They're Winning Big, But Not Rubbing It In?

They're not just trying to win; they're trying to win big. That was Tom Brady's response to the accusations of running up the score. Aren't they one and the same? Not so said Brady who feels that winning big isn't about being disrespectful, but a sound football strategy.

No Disrespect Intended: They're Just Trying To Win Big

The numbers are mind-boggling. Thirty-eight touchdown passes, 3,059 yards and a passer rating of 134.0 through 10 games. But even though Tom Brady is having a season for the ages, all the future Hall of Fame quarterback wants to talk about are his teammates and how his success is a product of everyone working together as one cohesive unit.
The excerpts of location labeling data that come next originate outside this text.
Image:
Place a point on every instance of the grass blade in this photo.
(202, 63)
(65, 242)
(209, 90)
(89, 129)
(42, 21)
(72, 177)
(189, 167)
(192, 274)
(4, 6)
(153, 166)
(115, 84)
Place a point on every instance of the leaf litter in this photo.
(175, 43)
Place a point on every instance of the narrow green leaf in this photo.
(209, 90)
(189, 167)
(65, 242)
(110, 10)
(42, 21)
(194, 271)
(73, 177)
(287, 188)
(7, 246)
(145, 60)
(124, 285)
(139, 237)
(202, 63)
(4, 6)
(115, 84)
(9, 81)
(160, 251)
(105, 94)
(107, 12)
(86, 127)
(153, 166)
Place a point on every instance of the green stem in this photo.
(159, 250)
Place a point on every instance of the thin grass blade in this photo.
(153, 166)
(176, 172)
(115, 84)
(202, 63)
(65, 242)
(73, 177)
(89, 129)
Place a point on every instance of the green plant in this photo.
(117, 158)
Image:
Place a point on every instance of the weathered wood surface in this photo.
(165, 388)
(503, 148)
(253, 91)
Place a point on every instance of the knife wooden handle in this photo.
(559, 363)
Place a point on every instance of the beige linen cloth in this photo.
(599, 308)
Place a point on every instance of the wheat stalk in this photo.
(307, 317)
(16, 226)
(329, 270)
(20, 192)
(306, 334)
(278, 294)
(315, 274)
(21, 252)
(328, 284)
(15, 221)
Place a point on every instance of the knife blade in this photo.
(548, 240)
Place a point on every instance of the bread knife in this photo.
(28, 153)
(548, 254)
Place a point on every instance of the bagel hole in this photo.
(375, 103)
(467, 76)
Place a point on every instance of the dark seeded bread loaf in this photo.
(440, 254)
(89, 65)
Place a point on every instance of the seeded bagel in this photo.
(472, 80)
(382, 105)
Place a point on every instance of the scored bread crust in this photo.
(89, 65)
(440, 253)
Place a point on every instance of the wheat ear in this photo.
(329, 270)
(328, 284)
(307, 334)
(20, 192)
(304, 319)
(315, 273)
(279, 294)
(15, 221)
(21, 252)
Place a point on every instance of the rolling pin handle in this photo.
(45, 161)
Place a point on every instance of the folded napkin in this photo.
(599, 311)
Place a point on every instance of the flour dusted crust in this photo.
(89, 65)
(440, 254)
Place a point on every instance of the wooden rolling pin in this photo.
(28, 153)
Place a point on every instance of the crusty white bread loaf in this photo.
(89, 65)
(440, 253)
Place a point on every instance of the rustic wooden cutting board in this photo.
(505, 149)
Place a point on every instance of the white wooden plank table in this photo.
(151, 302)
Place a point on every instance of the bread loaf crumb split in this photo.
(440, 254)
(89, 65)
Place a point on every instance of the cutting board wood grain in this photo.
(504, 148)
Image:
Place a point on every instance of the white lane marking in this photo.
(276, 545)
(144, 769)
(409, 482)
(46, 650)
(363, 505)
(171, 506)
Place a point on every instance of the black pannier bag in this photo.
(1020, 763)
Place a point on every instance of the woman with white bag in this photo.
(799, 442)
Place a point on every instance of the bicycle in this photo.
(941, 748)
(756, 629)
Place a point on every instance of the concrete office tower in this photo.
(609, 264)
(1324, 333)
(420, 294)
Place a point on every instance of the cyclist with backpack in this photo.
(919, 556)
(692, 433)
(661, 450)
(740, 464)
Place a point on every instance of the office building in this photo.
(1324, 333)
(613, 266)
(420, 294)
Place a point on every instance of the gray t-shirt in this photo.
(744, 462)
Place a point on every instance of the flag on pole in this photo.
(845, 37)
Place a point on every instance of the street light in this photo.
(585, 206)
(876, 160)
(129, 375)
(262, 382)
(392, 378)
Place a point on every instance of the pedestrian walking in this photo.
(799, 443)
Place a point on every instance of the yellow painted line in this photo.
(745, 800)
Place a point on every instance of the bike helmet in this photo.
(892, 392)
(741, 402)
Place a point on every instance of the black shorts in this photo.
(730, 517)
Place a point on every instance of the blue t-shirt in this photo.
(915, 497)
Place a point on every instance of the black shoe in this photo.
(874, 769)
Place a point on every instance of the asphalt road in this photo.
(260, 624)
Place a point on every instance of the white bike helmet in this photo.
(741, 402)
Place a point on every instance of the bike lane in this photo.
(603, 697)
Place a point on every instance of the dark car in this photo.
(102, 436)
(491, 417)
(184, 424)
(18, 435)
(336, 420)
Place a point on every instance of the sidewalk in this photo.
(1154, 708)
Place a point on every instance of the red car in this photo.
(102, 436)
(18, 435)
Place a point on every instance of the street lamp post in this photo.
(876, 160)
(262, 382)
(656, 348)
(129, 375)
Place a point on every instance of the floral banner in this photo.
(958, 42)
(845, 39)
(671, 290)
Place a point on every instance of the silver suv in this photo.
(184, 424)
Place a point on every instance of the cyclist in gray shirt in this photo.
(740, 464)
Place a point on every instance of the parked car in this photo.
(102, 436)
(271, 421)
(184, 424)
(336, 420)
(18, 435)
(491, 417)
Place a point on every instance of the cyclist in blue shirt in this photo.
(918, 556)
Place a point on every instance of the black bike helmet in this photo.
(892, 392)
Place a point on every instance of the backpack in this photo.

"Offensively, football is such a team concept," Brady said. "Everyone relies on everyone else to be successful. The receivers rely on each other to get open. I rely on the offensive line to give me protection and the running backs to make blocks. We've developed great team chemistry. The coaches prepare us well and get us in the right place. We're pushed hard in practice. There are just a lot of different factors that go into making us successful."

Brady has been unbelievable on the field but he has had to become a defender of New England's scoring machine off it. The Patriots are putting up so many points and beating their opponents so badly that some have accused them of running up the score. Brady disagrees about them rubbing it in but does admit that the Patriots are trying to blow out the opposition every single week.

"We're still trying to make improvements and we're trying to play extremely well," Brady said emphatically to WEEI regarding why he and other starters are still in the game in the fourth quarter. "We're not trying to win 42-28, we're trying to kill people. We're trying to blow them out if we can. You want to build momentum for each week.

"You don't want to be up, 42-7 or 35-7, and all of a sudden you look up and it's 35-21. We don't want to be part of that. You don't want to go into next week realizing that for the last 18 minutes of the game your team didn't play well or didn't play up to its capabilities. You gave other teams momentum for the next time they play you or you gave another team a reason not to be intimidated."

It got so bad in the Patriots' demolition of the Bills that the Buffalo faithful started an obscene chant when New England went for a fourth-and-1 late in the third quarter up 42-10.

"Yeah, we heard it. Coach says he puts us out there to score every time we touch it," Brady said about the decision to go for the first down. "I think that's the job description of every offense in the NFL. He's not putting us out there to punt. We go out and run our best plays and try to execute. It's just the way it is on the road."

If Brady and the Patriots are trying to intimidate future opponents, they're doing a good job of accomplishing that goal. Through 10 games, New England has outscored its opponents 411-157. That's on pace to be by far the biggest single-season point differential by one team in NFL history. The Patriots could also be on their way to becoming the first team to ever score 600 points in a season. Simply put, this is the most unstoppable offensive machine the league has ever seen and Brady is the one leading the charge.

"Tom never surprises me. It's almost sad that we expect things like this out of him," running back Heath Evans said. "The way he prepares and the way he drives us week in and week out. You're always expecting greatness from him. Most of the time he delivers."

So, what's Brady secret? According to him he's simply playing quarterback like he's a point guard.

"You try to just pick your one-on-one matchup and hopefully your guy gets open," Brady said. "It's just a matter of me being a point guard. I need to distribute the ball to who's open without forcing it."